I think Hoppy already answered that question.


----------



## oldpunk78 (Nov 1, 2008)

well... it's only going to pull in what it can push out, right?


----------



## VeeSe (Apr 16, 2011)

oldpunk78 said:


> well... it's only going to pull in what it can push out, right?


or it can push out the same amount with more pressure in smaller diameter hose ("feels" like it's coming out harder if you put your hand in front of it, etc.)


----------



## m00se (Jan 8, 2011)

http://www.mcnallyinstitute.com/01-html/1-3.html

Cavitation is pretty well understood - when you subject a liquid to less than it's STP it will "boil" or outgas. This is the essence of cavitation.


----------



## Chlorophile (Aug 2, 2011)

oldpunk78 said:


> well... it's only going to pull in what it can push out, right?


I'm not sure if its actually possibly, but if the inflow is restricted the pump might be capable of pumping out more than that can fill the canister in a given time, and it would make a vacuum resulting in an air bubble. The air bubble would collapse and fill with water very quickly but it would cause a lot of damage to the rotors. 

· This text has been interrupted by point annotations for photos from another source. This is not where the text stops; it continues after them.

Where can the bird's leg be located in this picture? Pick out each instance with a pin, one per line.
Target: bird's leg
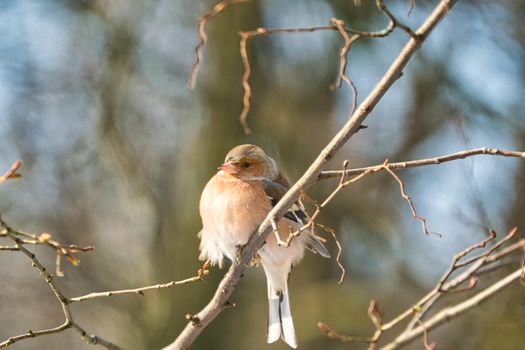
(280, 242)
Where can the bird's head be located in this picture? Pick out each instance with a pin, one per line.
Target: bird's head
(248, 162)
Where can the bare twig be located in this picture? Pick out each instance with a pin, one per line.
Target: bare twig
(445, 285)
(246, 35)
(200, 275)
(203, 37)
(64, 302)
(19, 246)
(409, 200)
(233, 276)
(453, 311)
(427, 161)
(12, 173)
(68, 251)
(342, 76)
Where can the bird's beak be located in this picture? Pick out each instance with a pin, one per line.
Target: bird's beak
(229, 168)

Search "Time Warp - Bottle" on YouTube for a visual representation. 
In that scenario the bottle moves away from the liquid with enough force to create an air bubble at the bottom of the bottle, when water rushes back into the bubble it is somewhat of an explosion, shattering the bottle. (That is my take on it at least)


----------



## Hoppy (Dec 24, 2005)

Canister filters don't "pull in" water. They are fed by siphon action, which is why they are supposed to be mounted below the tank. The pump doesn't generate much pressure at all. All the pressure it needs to generate is enough pressure to raise the water about 2-3 inches over the rim of the tank. The pump is a "water mover" not a pressure generator.


----------



## oldpunk78 (Nov 1, 2008)

Thanks guys, I just couldn't get mu head around that one, lol.

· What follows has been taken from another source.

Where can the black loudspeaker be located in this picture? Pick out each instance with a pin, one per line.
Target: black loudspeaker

I really appreciate the explanations. However, no one directly answered my question. Have any of you successfully run 13mm pipes with a xp3?


----------



## jasonpatterson (Apr 15, 2011)

Hoppy said:


> Canister filters don't "pull in" water. They are fed by siphon action, which is why they are supposed to be mounted below the tank.


I dunno about the siphon. If it's a closed system drawing water from the tank and returning water to the tank it shouldn't siphon at all, as the inlet and outlet are at the same height (or more likely the outlet is slightly higher.) Unless you mean that it will siphon until the canister fills and the outlet hose fills with water up to the water level of the tank. 

It really shouldn't matter where you put the canister, as long as the seal on it is strong enough to hold the water pressure created by its placement (the reason that those crappy zoomed filters recommend that you put them at water level, and the reason that they leak so often when people don't.)

Agreed entirely about the remainder though.


----------



## xmas_one (Feb 5, 2010)

VeeSe said:


> or it can push out the same amount with more pressure in smaller diameter hose ("feels" like it's coming out harder if you put your hand in front of it, etc.)


it's actually less pressure when you have the same flow with an increase in velocity..


----------



## VeeSe (Apr 16, 2011)

xmas_one said:


> it's actually less pressure when you have the same flow with an increase in velocity..


oops. you're right.


----------



## Chlorophile (Aug 2, 2011)

jasonpatterson said:


> I dunno about the siphon. If it's a closed system drawing water from the tank and returning water to the tank it shouldn't siphon at all, as the inlet and outlet are at the same height (or more likely the outlet is slightly higher.) Unless you mean that it will siphon until the canister fills and the outlet hose fills with water up to the water level of the tank.
> 
> It really shouldn't matter where you put the canister, as long as the seal on it is strong enough to hold the water pressure created by its placement (the reason that those crappy zoomed filters recommend that you put them at water level, and the reason that they leak so often when people don't.)
> 
> Agreed entirely about the remainder though.


What if you put the canister above the tank, would you have the same flow rate? I'm positive the siphon action is helping the pump be more powerful, so having the canister above the tank _should_ make things harder for the pump since gravity is trying to take water out of the canister instead of push water into the canister. Although its would probably still run fine, it would be hard to prime!
I agree though that level or below the filter shouldn't make a difference. Inflow water is falling into the canister, pushing outflow water out to the tank - they will reach equilibrium without a pump, but with the pump the water is pushed into the tank. 
I imagine if the outflow was higher than the inflow, we would see a reduction in flow, actually I'm fairly positive we would see a reduction in flow.


----------